Abstract : The post-partum period is a vulnerable time for mood disorders, particularly post-partum depression (PPD). PPDs can have serious consequences not only for the mother, but also for the mother-child relationship and the subsequent development of the child. The aim of this study was to screen Moroccan mothers for early postpartum depressive symptomatology (PDS) in order to identify difficulties in establishing a better-quality mother-baby bond. A prospective study was carried out on 234 mother-newborn dyads (N=234) at the SOUISSI Maternity Unit of the CHU IBN SINA RABAT using the Edinburgh Postnatal Depression Scale (EPDS) [18] to identify postpartum depressive symptomatology and the Mother-Infant Bonding test (MIB) [56] to assess the quality of the mother-baby bond. The results of this study revealed a highly significant difference (t = 4.451; p < 0.001) in mother-baby bonding disturbance (MIB) scores between the two periods studied, T1(48h) and T2 (12 months postpartum), indicating a significant decrease in this disturbance after 12 months. On the other hand, no significant difference was observed in the depressive symptomatology scores (EPDS) between the two periods T1 and T2 (p  0.05), indicating a persistence of this symptomatology during the baby's first year. Correlational analysis showed a significantly positive correlation between the mother's age and EPDS in T2(r = 0.252; p < 0.05) and the baby's weight and EPDS in T2 (r = 0.786; p < 0.001).

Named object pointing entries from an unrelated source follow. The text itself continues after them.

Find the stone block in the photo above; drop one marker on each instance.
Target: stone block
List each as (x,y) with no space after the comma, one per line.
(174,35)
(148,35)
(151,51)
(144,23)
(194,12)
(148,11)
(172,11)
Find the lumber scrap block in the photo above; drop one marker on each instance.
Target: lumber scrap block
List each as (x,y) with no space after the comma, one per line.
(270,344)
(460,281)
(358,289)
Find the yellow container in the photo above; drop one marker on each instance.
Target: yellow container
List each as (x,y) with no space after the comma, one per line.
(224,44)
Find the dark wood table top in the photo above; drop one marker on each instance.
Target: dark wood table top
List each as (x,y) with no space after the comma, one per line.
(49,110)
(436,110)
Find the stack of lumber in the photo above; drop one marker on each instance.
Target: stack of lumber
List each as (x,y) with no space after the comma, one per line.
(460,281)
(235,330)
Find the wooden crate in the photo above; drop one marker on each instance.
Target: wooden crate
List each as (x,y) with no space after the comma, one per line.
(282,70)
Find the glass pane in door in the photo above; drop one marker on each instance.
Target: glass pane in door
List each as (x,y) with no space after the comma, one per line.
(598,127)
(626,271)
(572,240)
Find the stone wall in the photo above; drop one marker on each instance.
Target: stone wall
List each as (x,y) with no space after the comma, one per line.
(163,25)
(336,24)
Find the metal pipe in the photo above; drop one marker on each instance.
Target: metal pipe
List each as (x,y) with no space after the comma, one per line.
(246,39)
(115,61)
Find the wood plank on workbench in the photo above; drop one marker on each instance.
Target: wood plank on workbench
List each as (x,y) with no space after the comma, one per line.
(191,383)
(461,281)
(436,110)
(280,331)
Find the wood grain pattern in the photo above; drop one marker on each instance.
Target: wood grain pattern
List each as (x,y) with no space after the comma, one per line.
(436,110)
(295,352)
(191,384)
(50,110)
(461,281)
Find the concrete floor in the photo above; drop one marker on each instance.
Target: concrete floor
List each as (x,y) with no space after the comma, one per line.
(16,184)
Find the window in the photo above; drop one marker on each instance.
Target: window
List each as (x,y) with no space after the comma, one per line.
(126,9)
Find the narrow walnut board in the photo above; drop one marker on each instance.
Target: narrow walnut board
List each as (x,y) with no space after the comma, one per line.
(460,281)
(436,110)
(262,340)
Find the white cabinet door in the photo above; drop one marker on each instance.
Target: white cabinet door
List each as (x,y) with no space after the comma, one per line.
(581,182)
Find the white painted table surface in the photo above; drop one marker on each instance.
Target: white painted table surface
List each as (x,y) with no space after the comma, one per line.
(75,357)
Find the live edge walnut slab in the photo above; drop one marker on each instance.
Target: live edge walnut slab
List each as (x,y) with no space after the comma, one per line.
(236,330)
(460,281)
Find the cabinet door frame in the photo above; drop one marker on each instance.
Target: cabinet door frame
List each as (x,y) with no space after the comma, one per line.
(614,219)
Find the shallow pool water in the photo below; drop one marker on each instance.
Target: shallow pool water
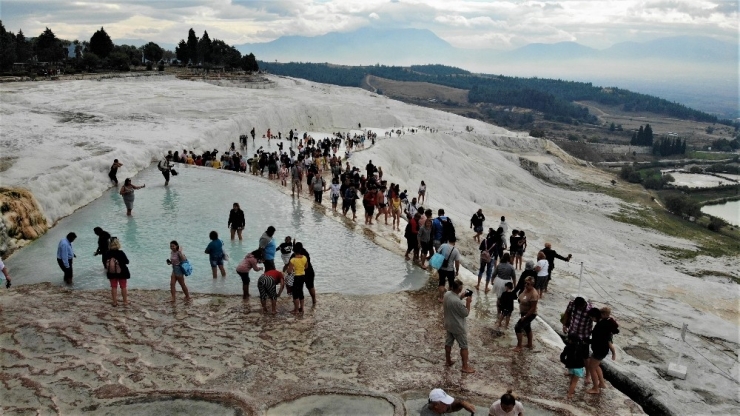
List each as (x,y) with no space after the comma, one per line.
(196,202)
(333,404)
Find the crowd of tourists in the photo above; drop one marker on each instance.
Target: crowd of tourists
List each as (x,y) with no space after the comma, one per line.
(431,242)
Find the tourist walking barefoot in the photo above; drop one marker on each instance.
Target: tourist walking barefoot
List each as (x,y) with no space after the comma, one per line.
(476,223)
(455,312)
(528,311)
(178,274)
(335,192)
(215,251)
(236,221)
(249,262)
(395,206)
(422,192)
(127,192)
(297,267)
(114,171)
(117,271)
(600,336)
(266,286)
(65,255)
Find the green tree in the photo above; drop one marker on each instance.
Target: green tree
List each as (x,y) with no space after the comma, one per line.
(249,63)
(22,48)
(48,47)
(101,44)
(7,48)
(90,61)
(152,52)
(205,49)
(120,61)
(192,47)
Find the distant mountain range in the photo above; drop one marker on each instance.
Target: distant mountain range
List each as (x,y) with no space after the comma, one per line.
(415,46)
(697,71)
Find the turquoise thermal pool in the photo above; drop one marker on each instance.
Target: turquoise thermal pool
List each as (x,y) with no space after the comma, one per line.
(197,201)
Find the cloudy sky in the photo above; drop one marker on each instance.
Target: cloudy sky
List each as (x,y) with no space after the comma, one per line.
(499,24)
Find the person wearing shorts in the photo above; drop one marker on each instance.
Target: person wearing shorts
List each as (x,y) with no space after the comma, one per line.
(455,312)
(249,262)
(266,285)
(297,266)
(542,272)
(178,274)
(117,271)
(447,273)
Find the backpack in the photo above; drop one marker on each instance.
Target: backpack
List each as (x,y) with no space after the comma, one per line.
(112,267)
(448,230)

In addition, a significant and positive correlation was found between PDS (EPDS) scores and mother-child bond (MIB) disruption scores at T1 (r = 0.259; p < 0.05). Finally, a highly significant and positive correlation was obtained between the MIB score at T1 and the EPDS score at T2 (r = 0.533; p <0.001). However, logistic regression revealed that early depression was the main predictor of disruption of the mother-baby bond at one year (p < 0.001). This study highlights the importance for clinicians of detecting maternal depressive symptoms as early as the maternity hospital stay, in order to take early action through appropriate management to promote a better bond between mother and baby.